The smell of a wet day

 

Finally, the smell has arrived.

You know the moment, when you stand on your doorstep in the morning and breathe in, then breathe in a little further because the air smells so good.  There’s something about a sunny morning after a long period of rain that makes the world seem full of promise, more hopeful somehow than the damp night before. And it’s not just imaginary. It turns out that you’re being turned on.

In the soil around me, Streptomyces bacteria are busy. These bacteria act like fungi, producing networks of filaments that spread through the soil. Untold billions of them produce a chemical, Geosimn (literally, ‘the smell of the earth’) that is the smell we associate with associate with wet ground. The morning sun lofts this chemical into the air, and voilà, the perfect start to a day.

Surprisingly, that smell also depends on springtails, tiny 6mm-long micro-beasts who live in the soil. They are not insects but hexapods, a different branch of the tree of life, and they have a distinct fondness for Geosimn because they eat Streptomyces bacteria. Streptomyces bacteria also like springtails, because their spores stick to the springtail’s otherwise remarkably non-stick surface, and are carried by them throughout the soil, taking the bacteria to fresh new feeding grounds.

The dew has turned my shaggy, uncut lawn into a field of diamonds, and curl of hot coffee vapour rises from the cup in front of me.

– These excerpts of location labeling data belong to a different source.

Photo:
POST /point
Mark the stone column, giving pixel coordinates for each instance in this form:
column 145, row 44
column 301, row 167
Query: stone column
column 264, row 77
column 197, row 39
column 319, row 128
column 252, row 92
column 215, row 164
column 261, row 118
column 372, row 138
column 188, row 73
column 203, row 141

The sun is warm on my face, the wren in the next-door hedge is singing his heart out, and up on the garage wall a dozen feet away, the bluetits are in-and-out, in-and-out of the nest box I put up, feeing a growing batch of chicks that I can hear twittering faintly. I raise my cup in salute – to springtails, to Streptomyces, and to the summer that has finally, perhaps, arrived. 

Armchair conservation

There’s a certain smugness involved when you can say that you’ve actively contributed to the recovery of a threatened species. Most conservation measures involve plain hard work – laying hedges, trimming encroaching bushes, digging out invasive plants. Mine involved finding a chair and a good book. It’s the easiest contribution to nature conservation I’ve ever made.

 There’s nothing like being stuck indoors much of the time to help you see the jobs you’ve been putting off for years. I’ve been busily focussed on removing 25-year-old wallpaper, and in consequence I’ve rather let my small garden go. I had always intended to do this, as a nod to the honeybee and the other animals and insects which welcome a touch of un-manicured wilderness, but it’s gone further than planned. Bindweed and brambles have taken hold beneath unpruned roses, and I appear to be growing dandelion as a cash crop. The wee mad Victorian in me wants to pull it all up and restore order, but there’s a growing beauty in its wildness, as the seed heads of unmown grasses start to resemble a field of barley in the breeze.

 Last night, I was woken by a sound like someone repeatedly whispering “work”.  I thought it was a cat, but wobbly torchlight revealed instead two hedgehogs circling each other. It’s the start of a mating dance that can (and did)  last several hours. The Germans have a delightful word for it:  an ‘igelkarussel’.  Hedgehog populations are in steep decline, and in July last year it was officially classed as vulnerable to extinction. It seems that my laziness has inadvertently given this pair exactly what they need: plentiful slugs and snails (we haven’t used slug pellets for years) and mounds of rotting vegetation to hibernate in over winter. Now somewhere in my garden, in just over a month, a desperately-needed batch of hoglets will be born.

 All of which means, of course, that I can’t start mowing now. Can anyone recommend a good book?